There is a frontier for the debate regarding social media and its impact on society. Social media has quickly become one of the most powerful tools we have to engage with each other and the rest of the world. While some claim that it is the most important creation of our time, others would see it wiped out of sight. Both cases hold strong points for their arguments, so who do we listen to?
Social media has revolutionized communication, interaction, research and accessibility to the world. With social media platforms, we are able to connect to our loved ones from across the globe, we can purchase and receive products from a small business in a foreign country, we can conduct work and create jobs from our couches and we can research just about any topic we like. At our fingertips, social media enables activism, awareness-spreading, accessibility to art, opinions from members of society and history. Politicians, business’ and individuals can be held publicly accountable for their actions, and many unreported news stories come to the spotlight thanks to social media.
Fake news and misinformation; cyberbullying; data control; dopamine addiction and disconnection (from the real world) are all challenges we are facing when using social media. Studies have exposed correlations between social media and mental health issues. Large corporations utilize user data for profits and exploitation; fake news spreads among millions tampering in politics and social affairs; cyberbullies ruin lives and social media giants utilize dopamine systems to keep us glued to our screens.
Social interactions have been declining, and as a result we find ourselves interacting with our screens more than humans. This can cause mental health problems and create dependency on our phones for comfort, damaging our inherit social skills.

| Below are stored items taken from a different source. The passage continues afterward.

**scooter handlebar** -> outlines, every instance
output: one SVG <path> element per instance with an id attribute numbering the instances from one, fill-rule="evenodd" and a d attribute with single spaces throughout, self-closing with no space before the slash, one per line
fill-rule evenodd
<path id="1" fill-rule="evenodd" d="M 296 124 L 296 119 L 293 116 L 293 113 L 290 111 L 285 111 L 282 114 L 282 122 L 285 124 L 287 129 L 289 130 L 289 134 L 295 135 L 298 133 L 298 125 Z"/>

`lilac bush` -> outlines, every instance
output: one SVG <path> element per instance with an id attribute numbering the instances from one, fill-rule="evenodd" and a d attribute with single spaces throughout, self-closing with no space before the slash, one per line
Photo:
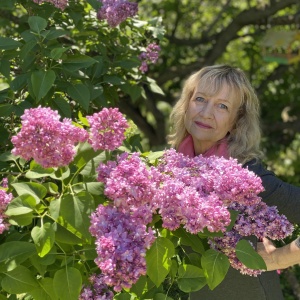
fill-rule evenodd
<path id="1" fill-rule="evenodd" d="M 201 155 L 190 158 L 174 149 L 151 160 L 151 154 L 134 152 L 128 148 L 128 140 L 124 143 L 129 124 L 117 108 L 103 108 L 80 120 L 87 129 L 69 119 L 60 121 L 58 112 L 50 108 L 26 110 L 22 128 L 12 138 L 12 152 L 25 160 L 34 159 L 32 173 L 26 176 L 43 181 L 12 184 L 17 193 L 25 190 L 15 199 L 0 190 L 0 232 L 8 229 L 8 207 L 12 223 L 19 215 L 25 225 L 34 213 L 41 219 L 41 226 L 31 232 L 41 256 L 51 251 L 49 243 L 54 245 L 56 233 L 48 219 L 66 226 L 76 241 L 81 239 L 82 250 L 76 245 L 74 252 L 80 256 L 78 269 L 69 266 L 67 271 L 59 270 L 82 284 L 79 299 L 113 299 L 115 294 L 136 288 L 141 278 L 150 278 L 159 288 L 171 270 L 168 260 L 189 268 L 185 258 L 175 254 L 182 240 L 183 245 L 192 247 L 205 240 L 211 251 L 224 255 L 233 268 L 257 276 L 263 270 L 250 269 L 238 259 L 239 241 L 248 236 L 283 239 L 292 233 L 293 226 L 285 216 L 258 196 L 263 191 L 261 179 L 237 160 Z M 57 170 L 36 170 L 36 164 Z M 62 172 L 60 166 L 67 171 Z M 61 177 L 56 171 L 61 171 Z M 64 177 L 68 172 L 71 175 Z M 44 185 L 47 174 L 61 180 L 61 195 L 56 181 Z M 9 188 L 7 180 L 2 184 Z M 232 219 L 232 211 L 236 219 Z M 95 250 L 88 264 L 84 258 L 87 245 Z M 197 251 L 203 254 L 205 250 Z M 79 275 L 81 264 L 88 278 L 84 282 Z M 192 267 L 203 273 L 200 266 Z M 224 270 L 226 274 L 226 262 Z"/>

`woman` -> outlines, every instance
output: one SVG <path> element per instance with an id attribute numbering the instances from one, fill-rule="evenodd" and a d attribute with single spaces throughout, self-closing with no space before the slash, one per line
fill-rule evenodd
<path id="1" fill-rule="evenodd" d="M 209 66 L 191 75 L 171 113 L 170 144 L 191 157 L 234 157 L 261 177 L 264 202 L 300 223 L 300 188 L 266 170 L 260 150 L 259 101 L 246 75 L 228 65 Z M 254 244 L 257 240 L 254 238 Z M 206 286 L 191 300 L 283 300 L 276 271 L 258 277 L 230 268 L 214 290 Z"/>

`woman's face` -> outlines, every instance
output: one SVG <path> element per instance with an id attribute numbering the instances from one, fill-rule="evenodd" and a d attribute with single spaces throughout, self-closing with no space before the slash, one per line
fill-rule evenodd
<path id="1" fill-rule="evenodd" d="M 190 99 L 185 114 L 185 127 L 193 137 L 195 154 L 204 153 L 232 129 L 239 109 L 239 101 L 224 84 L 213 96 L 199 87 Z"/>

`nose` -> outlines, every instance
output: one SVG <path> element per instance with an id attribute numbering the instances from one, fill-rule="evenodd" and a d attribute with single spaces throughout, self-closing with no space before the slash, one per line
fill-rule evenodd
<path id="1" fill-rule="evenodd" d="M 213 115 L 213 105 L 211 101 L 205 101 L 201 106 L 200 115 L 203 118 L 211 118 Z"/>

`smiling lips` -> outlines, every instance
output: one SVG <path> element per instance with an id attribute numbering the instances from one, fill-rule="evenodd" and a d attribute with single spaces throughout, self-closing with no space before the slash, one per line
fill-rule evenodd
<path id="1" fill-rule="evenodd" d="M 195 124 L 198 126 L 198 127 L 201 127 L 201 128 L 204 128 L 204 129 L 211 129 L 212 127 L 207 125 L 207 124 L 204 124 L 202 122 L 199 122 L 199 121 L 195 121 Z"/>

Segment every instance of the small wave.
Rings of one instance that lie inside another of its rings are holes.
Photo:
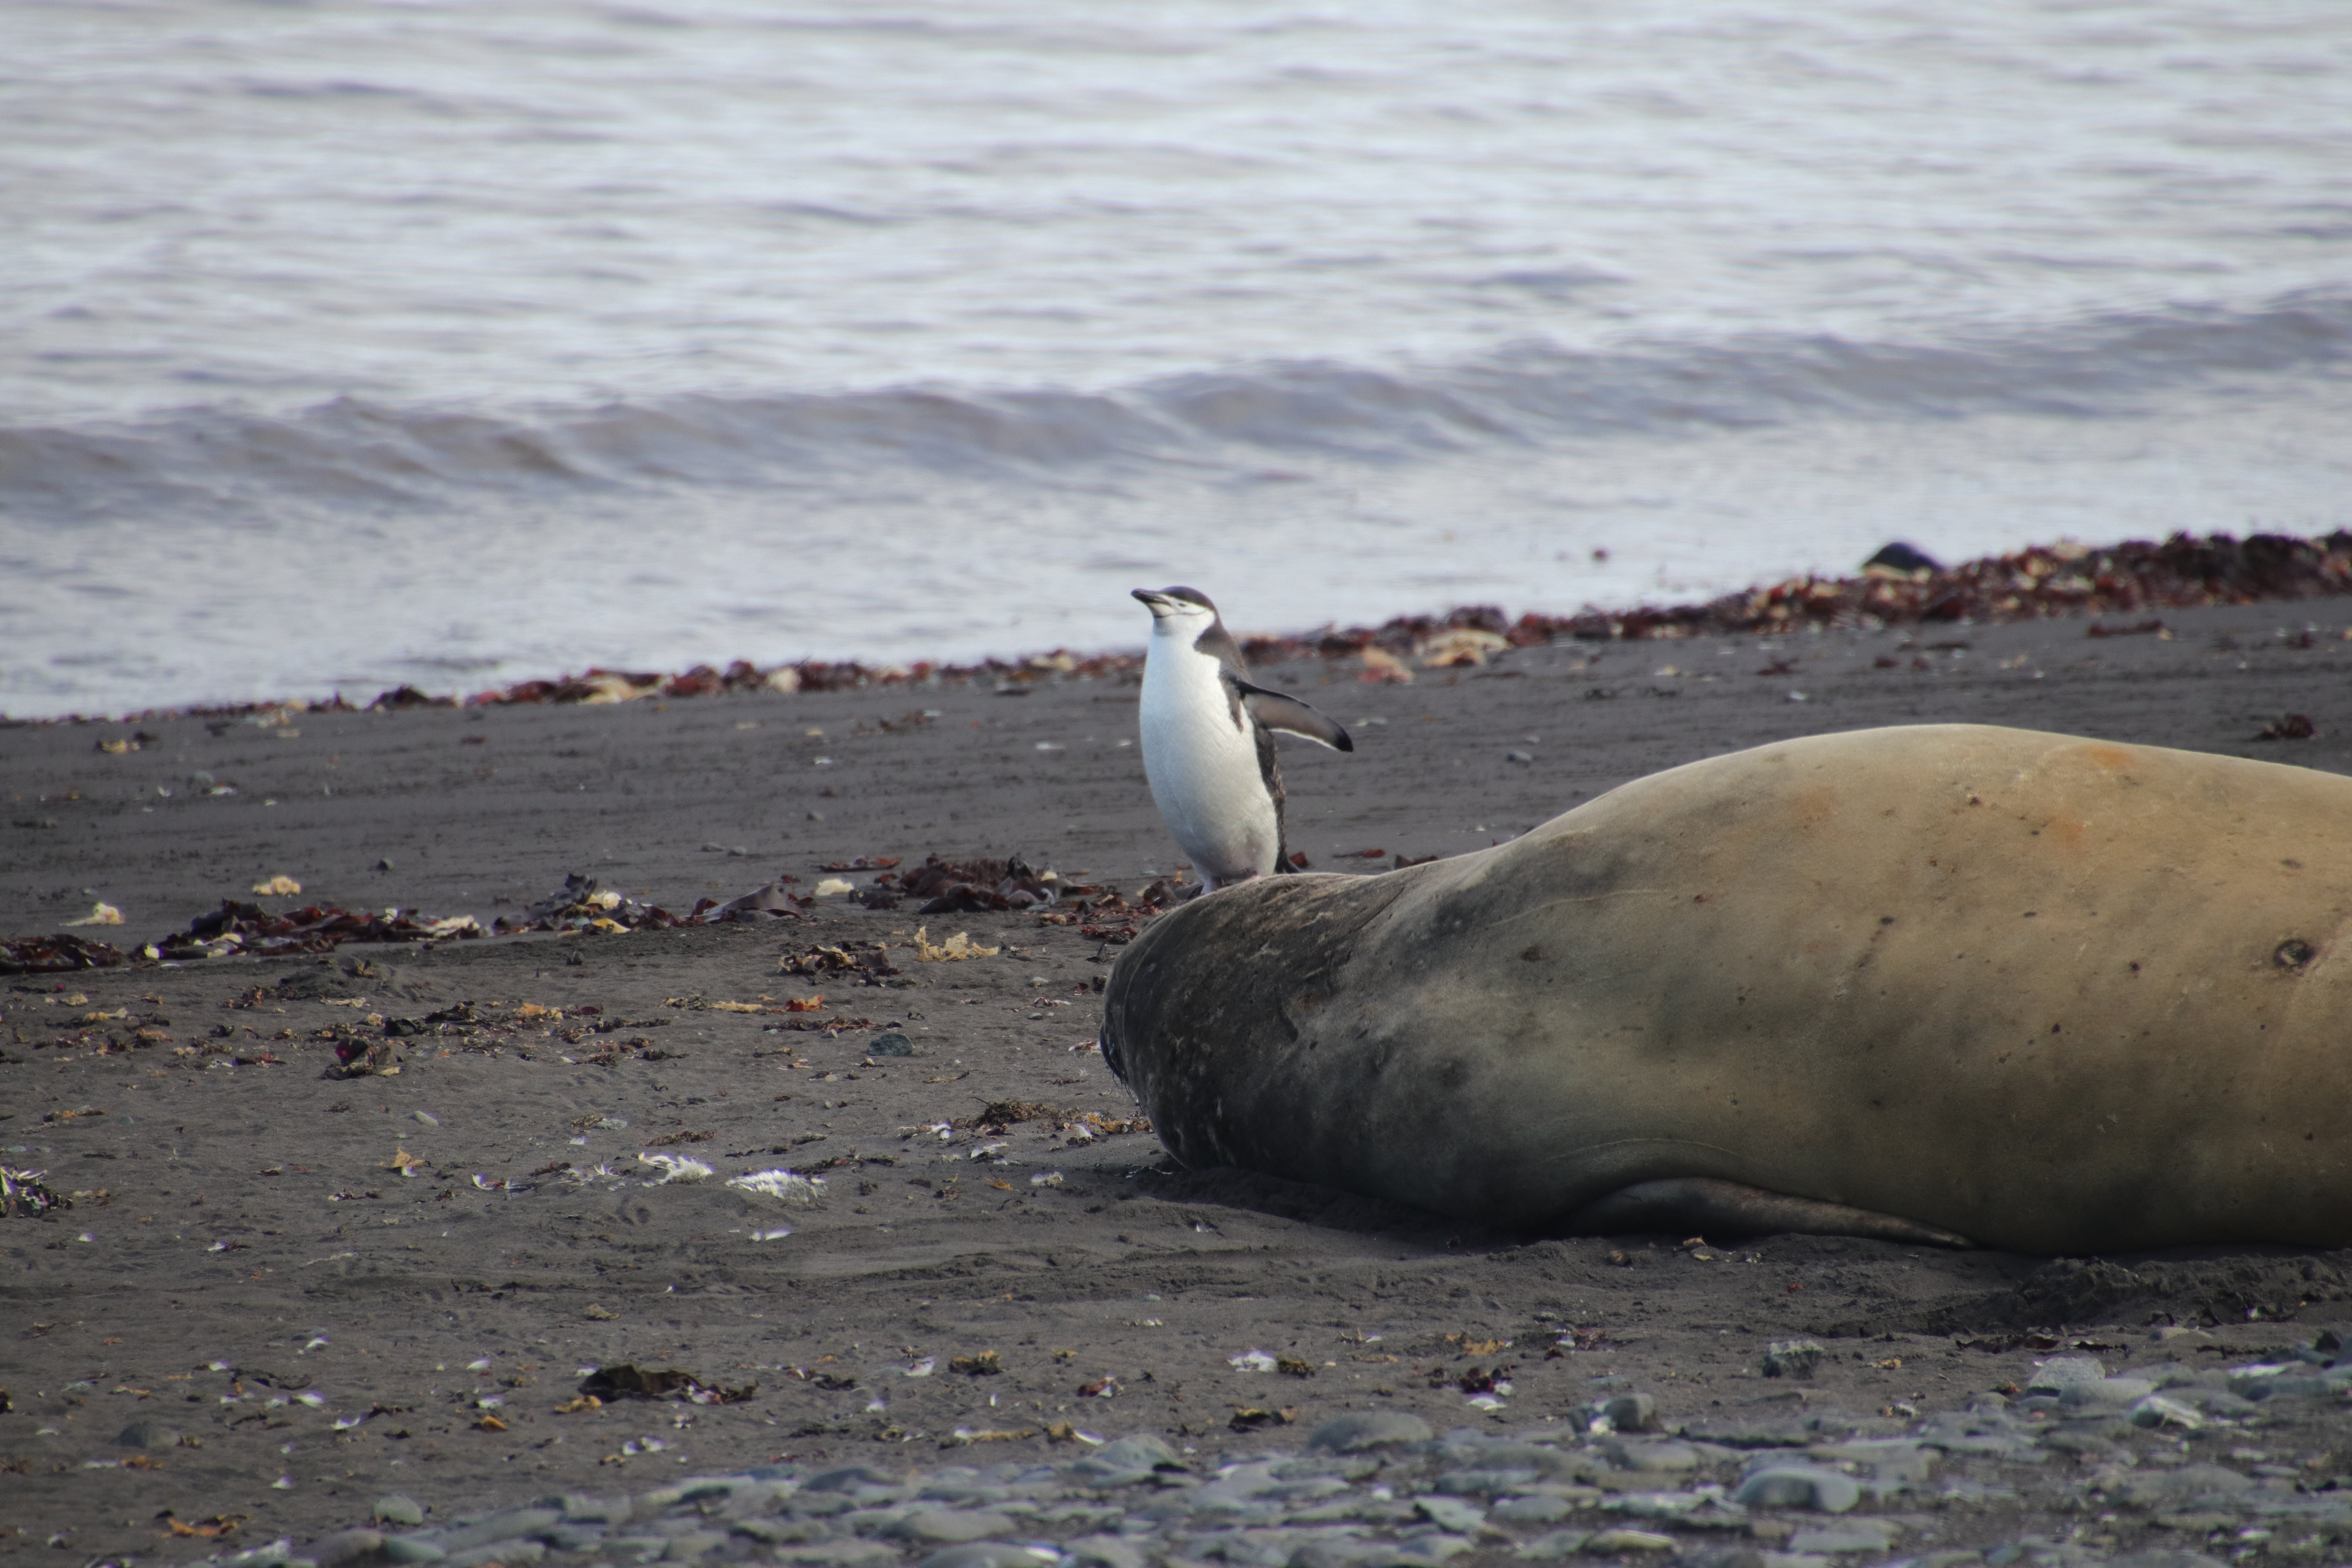
[[[1105,393],[902,387],[502,411],[347,397],[283,415],[193,408],[0,428],[0,506],[88,516],[270,497],[402,505],[486,489],[790,483],[877,463],[1037,477],[1108,461],[1213,466],[1236,447],[1238,460],[1275,448],[1396,461],[1822,416],[2106,416],[2185,384],[2333,374],[2347,361],[2352,296],[2303,294],[1944,343],[1523,343],[1441,364],[1263,363]]]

It’s difficult to ignore the downsides of social media, but do they justify ending access to these platforms? Social media is certainly a game-changer in how we interact with each other and societal systems, and – like most things – it boils down to our relationship with it. If we conduct our research without bias, utilize parental guidance education systems, use the platforms to spread positive news, unreported tragedies and raise awareness for those being oppressed, we can create a healthy and positive relationship with social media. Sure, the challenges are real and there is no one-answer-solution, but as a society, we dictate the meaning and relevance of social media. It is up to us to hold each other accountable – politicians, businesses, individuals and collective groups – and to use the platforms responsibly. And, let’s remember, with great power comes great responsibility.